I usually do this workout late in the week, when I know I’ll have a full two days to recover. It’s not one I’ve seen written up anywhere, and it really needs a companion workout The FOB. The BOB is a workout that targets the entire Back of the Body. It’s best if you can do it in a push/pull manner, but when the gym is busy, I take the moves however the equipment allows.
First: Assisted Dips. Find a assist weight that challenges you but let’s you do reps of 15/12/8. For a stable/unstable workout pair with foot pushes, or another balance move.

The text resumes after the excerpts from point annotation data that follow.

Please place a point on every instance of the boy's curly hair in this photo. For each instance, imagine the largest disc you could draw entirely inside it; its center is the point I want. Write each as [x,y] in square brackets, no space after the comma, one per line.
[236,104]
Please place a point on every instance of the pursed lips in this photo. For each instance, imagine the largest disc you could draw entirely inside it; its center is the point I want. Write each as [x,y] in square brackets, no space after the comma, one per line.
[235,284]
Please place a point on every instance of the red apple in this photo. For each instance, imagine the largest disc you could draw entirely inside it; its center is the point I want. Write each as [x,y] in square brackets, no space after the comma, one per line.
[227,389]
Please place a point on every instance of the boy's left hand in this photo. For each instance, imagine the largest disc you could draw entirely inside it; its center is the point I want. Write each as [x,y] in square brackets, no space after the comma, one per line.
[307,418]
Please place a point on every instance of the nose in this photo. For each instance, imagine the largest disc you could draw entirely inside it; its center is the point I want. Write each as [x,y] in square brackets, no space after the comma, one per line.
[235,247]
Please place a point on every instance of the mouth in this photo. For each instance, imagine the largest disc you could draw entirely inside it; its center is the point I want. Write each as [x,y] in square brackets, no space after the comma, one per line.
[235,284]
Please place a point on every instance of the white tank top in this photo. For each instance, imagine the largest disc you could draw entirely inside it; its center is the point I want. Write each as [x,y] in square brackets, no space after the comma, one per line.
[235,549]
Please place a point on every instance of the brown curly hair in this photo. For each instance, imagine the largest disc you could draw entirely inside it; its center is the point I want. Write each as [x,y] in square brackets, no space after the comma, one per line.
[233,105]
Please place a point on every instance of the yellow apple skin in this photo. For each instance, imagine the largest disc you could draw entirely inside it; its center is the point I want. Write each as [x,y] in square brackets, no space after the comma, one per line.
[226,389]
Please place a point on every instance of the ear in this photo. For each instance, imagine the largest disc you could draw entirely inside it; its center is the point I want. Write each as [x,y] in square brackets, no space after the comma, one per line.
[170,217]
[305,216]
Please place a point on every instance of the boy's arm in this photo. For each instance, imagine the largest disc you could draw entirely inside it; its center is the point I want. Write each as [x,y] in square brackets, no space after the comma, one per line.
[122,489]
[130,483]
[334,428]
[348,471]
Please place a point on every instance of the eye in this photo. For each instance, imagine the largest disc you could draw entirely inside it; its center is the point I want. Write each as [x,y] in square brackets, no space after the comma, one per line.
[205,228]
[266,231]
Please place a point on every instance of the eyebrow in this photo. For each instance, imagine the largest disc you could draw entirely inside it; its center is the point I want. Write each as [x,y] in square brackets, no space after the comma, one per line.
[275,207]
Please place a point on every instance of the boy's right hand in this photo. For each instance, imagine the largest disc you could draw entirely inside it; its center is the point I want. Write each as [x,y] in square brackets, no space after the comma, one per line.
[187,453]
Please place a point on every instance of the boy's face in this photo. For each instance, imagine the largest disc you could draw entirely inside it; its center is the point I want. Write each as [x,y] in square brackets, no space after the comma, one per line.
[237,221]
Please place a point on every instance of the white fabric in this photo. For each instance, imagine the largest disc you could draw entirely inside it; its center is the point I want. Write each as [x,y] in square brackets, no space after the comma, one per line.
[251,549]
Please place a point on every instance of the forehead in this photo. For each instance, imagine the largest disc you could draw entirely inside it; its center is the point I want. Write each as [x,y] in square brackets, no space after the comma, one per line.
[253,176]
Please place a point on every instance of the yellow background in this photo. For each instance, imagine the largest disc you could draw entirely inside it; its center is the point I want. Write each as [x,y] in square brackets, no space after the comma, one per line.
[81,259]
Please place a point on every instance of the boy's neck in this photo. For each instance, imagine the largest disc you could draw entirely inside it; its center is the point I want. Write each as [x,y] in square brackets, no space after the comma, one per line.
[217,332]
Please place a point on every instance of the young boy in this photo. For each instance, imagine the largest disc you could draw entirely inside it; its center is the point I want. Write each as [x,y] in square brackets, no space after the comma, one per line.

Second: Back Extensions. 15/15/15. Any variation you favor. Going unstable? Stretchy-band tricep pushups on one foot. 10 each foot.
Third: Leg Extensions: 15/15/15 Do not go too heavy here. Concentrate on finishing the move.
Back on our feet for the Fourth: One Footed/ One Armed Cable Rows. 15/15/15 each side. Alternate paired sides (r arm/r leg) and opposite sides (r arm/l left). Going more unstable? Pair with one footed tricep pull downs.
Fifth: Leg Press. I’m still doing one leg here to get the strength up, but choose your own poison. Going unstable? Pair with a balance move.
Sixth: Lat Pull Down. Because of the arthritis in my one shoulder, I tend to do these in drop-weight fashion. Heavy for 5-8; drop weight, increase reps. At 20#, it’s until I hit functional fairure.
Remember to stretch during rest periods and treat yourself to a good stretch (or foam roll) afterwards. Then hit the showers. We’ve earned it.